The performance analysis tools developed at BSC provide a detailed analysis that allows understanding of an application’s behaviour as well as identifying performance critical issues. They provide insight not only into the application itself but also into the underlying system.
The core tool is Paraver, a trace-based performance analyser with great flexibility to explore and extract information. Paraver provides two main visualisations: timelines that graphically display the evolution of the application over time, and tables (profiles and histograms) that provide statistical information. These two complementary views allow easy identification of computational inefficiencies such as load balancing issues, serialisations that limit scalability, cache and memory impact on the performance, and regions with generally low efficiency.
Furthermore, Paraver contains analytic modules, for example the clustering tool for semi-automatic detection of the application structure, and the tracking tool to detect where to improve code to increase scalability.
In addition, the Dimemas simulator allows a fast evaluation of what-if scenarios for message passing applications, for example to understand the benefits of moving to a machine with a faster network, or the improvements obtained if an application was better balanced.
The performance data collection is done with Extrae.
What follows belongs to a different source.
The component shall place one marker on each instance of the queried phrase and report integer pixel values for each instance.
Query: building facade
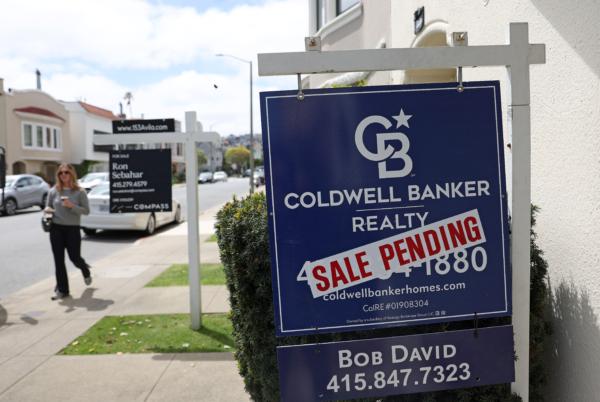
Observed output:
(565, 155)
(85, 121)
Extrae intercepts the main parallel runtime environments (MPI, OpenMP, OmpSs, Pthreads, CUDA, OpenCL, SHMEM) and supports all major programming languages (C, C++, Fortran, Python, JAVA). It has been successfully ported to a wide range of platforms like Intel, Cray, BlueGene, Fujitsu Spark, MIC, ARM, and even Android. On most platforms the preload mechanism enables us to avoid specific compilations and to work with the unmodified production binary.